Ummm...It sounds good with embryo. Harpo the Embryo. Dunno, worked for us.

*Jen was like, "Huh?" She didn't know "Harpo" is "Oprah" spelled backwards! Nor did she know anything about her production company. See what happens when you don't watch TV and you don't have cable?

Tuesday, September 06, 2005

Sticks... Ice Cream Sticks, that is.

Today I found out a co-worker is pregnant (13 weeks) and saw a friend from our "baby group" who is now 17 weeks. They both look like sticks (ok, the 17-week friend looks like a stick with a small knot on the bark).

When, God willing, I am 17 weeks, I will look like Ben AND Jerry. Put together.

Sunday, September 04, 2005

Still Crying

Last night Cait and I got a little worried, because we were discussing the future of her Lyme treatment (bad news on the horizon – more on that later) and I was not crying. Since my emotional hyperactivity has been a key sign that things seem still to be on track with the pregnancy, the lack of tears really was cause for concern.

But as I read the newspaper and ate my cereal this morning, I sobbed to Cait, “I’m still crying. It’s ok.” I don’t even know what to say about the horror and misery after the hurricane. I cannot stop reading the newspaper and stories online, despite the fact that it leaves me with tears streaming down my face and wracked with sobs. When I try to stop, I think to myself that the people IN the nightmare can’t escape it, so why should I? And it guts me that there’s so little I can do. Yes, we’ve donated money, and we’ll keep doing so. We’re giving supplies and clothing to the refugees who are headed to the DC area. But it’s such a drop in the bucket.

And then there’s the government and it’s lack of response. I am ashamed and appalled by the lame, late, and lackluster response of the president and the federal agencies. And I am sickened by the endless stream of people, particularly those involved in “coordinating” the rescue effort, who keep blaming the victims. Yes, some of the people chose to stay despite having the means to leave. Yes, some of the people in New Orleans have taken advantage of a desperate situation to do selfish, despicable things. But most of them are innocent, law-abiding, decent people who COULD NOT leave because they were poor, because they were sick, because they had no way to get themselves and their families out even though they knew it was a terrible risk.

Of course, the part that’s hardest for me to cope with is thinking about the babies and their parents. Every day there’s another heart-shattering story: the woman with the feverish 3-week old turned away by the MPs saying, “Sorry.
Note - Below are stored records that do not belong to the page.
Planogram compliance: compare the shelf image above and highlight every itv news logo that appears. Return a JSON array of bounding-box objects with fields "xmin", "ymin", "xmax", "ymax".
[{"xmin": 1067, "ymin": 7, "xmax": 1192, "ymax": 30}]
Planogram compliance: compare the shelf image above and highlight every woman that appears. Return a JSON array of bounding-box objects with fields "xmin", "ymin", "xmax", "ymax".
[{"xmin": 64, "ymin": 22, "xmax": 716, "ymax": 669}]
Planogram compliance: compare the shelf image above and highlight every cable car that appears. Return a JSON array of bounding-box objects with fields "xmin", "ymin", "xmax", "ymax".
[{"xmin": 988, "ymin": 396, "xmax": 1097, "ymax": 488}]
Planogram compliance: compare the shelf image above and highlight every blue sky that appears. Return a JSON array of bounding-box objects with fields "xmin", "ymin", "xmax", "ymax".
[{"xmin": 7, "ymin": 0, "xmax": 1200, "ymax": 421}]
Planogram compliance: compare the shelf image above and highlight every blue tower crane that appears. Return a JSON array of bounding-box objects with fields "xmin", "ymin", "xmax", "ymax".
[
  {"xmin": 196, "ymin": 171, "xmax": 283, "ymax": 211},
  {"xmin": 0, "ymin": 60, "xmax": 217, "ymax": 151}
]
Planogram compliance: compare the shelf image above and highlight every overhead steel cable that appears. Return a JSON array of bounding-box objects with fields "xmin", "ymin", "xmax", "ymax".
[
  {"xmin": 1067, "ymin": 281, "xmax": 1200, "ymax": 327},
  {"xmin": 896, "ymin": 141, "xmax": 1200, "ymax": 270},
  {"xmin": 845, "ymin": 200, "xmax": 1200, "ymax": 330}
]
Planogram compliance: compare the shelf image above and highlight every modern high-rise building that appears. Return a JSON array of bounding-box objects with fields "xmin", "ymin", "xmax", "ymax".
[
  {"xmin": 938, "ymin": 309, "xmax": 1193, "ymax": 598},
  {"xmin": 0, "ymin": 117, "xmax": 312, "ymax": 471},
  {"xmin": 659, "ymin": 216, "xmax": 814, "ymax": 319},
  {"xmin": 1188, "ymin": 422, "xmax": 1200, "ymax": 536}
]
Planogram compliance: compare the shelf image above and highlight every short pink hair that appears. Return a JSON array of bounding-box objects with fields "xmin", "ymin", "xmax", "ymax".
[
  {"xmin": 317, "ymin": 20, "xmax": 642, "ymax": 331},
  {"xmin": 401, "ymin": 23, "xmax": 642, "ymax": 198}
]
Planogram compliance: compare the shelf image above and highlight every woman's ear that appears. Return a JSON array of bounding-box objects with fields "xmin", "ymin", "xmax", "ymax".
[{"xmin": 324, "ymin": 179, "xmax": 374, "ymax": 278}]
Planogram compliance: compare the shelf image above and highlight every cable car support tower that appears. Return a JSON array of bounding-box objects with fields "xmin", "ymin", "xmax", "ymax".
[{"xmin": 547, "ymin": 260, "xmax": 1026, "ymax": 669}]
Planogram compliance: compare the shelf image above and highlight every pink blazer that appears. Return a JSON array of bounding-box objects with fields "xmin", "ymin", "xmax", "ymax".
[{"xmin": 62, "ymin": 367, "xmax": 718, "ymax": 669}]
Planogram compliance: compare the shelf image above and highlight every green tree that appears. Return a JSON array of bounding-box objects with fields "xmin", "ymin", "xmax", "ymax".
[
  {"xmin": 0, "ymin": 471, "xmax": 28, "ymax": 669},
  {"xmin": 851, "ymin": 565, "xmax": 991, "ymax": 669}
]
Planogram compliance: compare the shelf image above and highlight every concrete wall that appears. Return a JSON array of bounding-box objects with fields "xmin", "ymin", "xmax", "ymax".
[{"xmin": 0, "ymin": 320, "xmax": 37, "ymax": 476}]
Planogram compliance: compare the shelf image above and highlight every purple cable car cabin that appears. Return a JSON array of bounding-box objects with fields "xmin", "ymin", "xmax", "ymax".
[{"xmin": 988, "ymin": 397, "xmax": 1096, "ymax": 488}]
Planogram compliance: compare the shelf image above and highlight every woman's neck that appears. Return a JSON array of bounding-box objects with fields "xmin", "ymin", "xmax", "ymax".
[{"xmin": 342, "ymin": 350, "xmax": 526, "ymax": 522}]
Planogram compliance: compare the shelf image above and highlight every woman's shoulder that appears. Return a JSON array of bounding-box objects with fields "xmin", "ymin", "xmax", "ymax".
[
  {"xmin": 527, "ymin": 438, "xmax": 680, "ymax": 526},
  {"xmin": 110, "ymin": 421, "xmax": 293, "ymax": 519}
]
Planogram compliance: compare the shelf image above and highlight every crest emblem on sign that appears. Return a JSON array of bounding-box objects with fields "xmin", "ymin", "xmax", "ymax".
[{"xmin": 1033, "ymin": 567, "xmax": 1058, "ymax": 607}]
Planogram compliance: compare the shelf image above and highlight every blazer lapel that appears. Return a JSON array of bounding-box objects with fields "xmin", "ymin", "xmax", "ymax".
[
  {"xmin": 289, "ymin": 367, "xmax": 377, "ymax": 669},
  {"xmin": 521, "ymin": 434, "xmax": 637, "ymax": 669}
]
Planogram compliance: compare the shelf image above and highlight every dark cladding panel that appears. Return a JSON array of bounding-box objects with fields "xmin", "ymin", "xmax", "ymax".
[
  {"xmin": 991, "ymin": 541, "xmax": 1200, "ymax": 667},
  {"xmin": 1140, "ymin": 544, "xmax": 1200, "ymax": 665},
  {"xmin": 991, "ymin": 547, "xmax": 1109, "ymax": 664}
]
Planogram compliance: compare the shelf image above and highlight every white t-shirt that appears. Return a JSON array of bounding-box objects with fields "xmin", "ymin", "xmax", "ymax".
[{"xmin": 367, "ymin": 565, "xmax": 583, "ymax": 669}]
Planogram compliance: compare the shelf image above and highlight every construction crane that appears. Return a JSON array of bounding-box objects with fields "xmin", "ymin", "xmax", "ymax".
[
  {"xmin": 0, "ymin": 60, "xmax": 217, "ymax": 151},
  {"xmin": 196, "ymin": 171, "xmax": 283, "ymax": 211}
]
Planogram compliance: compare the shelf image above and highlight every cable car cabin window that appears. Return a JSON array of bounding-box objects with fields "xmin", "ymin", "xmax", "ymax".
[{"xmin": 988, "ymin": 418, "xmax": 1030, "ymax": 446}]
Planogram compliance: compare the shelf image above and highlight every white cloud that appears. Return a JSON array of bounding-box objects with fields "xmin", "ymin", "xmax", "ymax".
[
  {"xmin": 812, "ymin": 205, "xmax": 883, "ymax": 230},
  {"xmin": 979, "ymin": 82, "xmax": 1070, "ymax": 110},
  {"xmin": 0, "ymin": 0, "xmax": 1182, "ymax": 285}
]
There’s nothing we can do.” The teeny tiny children separated from their parents and sent on buses to Houston, ALONE. The children raped while others looked on, doing nothing. Horrors upon horrors upon horrors.

So I cry. I don’t know what else to do.

I'm sure you've already made a donation to help. If you are in a position where you can make additional donations, I finally found the Rainbow Fund, a gay and lesbian organization working to help Katrina's survivors*. For more charity choices, check out Network For Good's extensive list.
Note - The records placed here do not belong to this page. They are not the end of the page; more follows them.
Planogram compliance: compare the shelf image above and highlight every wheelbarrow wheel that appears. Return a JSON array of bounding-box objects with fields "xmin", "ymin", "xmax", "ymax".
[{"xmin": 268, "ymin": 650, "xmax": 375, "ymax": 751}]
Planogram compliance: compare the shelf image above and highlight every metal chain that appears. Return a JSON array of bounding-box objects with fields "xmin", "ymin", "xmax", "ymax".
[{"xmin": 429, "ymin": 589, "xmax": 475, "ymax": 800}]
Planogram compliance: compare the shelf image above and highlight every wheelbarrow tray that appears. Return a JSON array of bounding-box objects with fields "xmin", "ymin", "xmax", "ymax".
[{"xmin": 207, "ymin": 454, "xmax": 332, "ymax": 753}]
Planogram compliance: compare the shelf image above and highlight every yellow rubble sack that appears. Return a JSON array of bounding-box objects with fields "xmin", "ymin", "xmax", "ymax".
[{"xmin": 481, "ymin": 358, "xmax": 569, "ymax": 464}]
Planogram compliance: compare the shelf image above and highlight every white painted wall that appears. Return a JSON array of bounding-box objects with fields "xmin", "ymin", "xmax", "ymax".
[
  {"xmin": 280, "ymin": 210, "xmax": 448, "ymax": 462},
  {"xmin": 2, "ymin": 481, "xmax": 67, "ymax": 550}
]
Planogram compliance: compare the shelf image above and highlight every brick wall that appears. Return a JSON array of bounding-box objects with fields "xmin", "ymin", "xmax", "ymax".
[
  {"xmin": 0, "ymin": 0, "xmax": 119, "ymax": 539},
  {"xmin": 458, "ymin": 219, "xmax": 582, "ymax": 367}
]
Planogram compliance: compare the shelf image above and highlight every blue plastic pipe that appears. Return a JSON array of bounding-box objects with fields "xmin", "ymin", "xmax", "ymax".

*If you think sexuality shouldn't matter in a disaster, you're right. It shouldn't, but it does. Gay individuals and families get discriminated against, scapegoated, and shortchanged in disasters even more than in everyday life. It happened during
9/11, it happened after the tsunami, and it's already happening now.

Thursday, September 01, 2005

Criminals go free, but...

What is this world coming to? I was frustrated a few years ago when grocery stores and drug stores started keeping expensive goods (electronics, mostly) behind the customer service counter to prevent theft, but it seemed understandable and I wasn't really affected by it as I usually buy my electronics at electronic stores (shocking -- ha!ha! -- but true). The subsequent imprisonment of OPKs and HPTs inconvenienced and embarrassed me to a much greater degree, but I grudgingly went along with it as the drugstore was the simplest place to add to my stash, especially (ahem) at 10:30 or so at night.

However, steam is shooting out of my ears this very moment, because now CVS has chosen to jail DEODORANT. Yup, that's right, deodorant. $2.00 basic hygeine products. WHAT. THE. FUCK?!?!?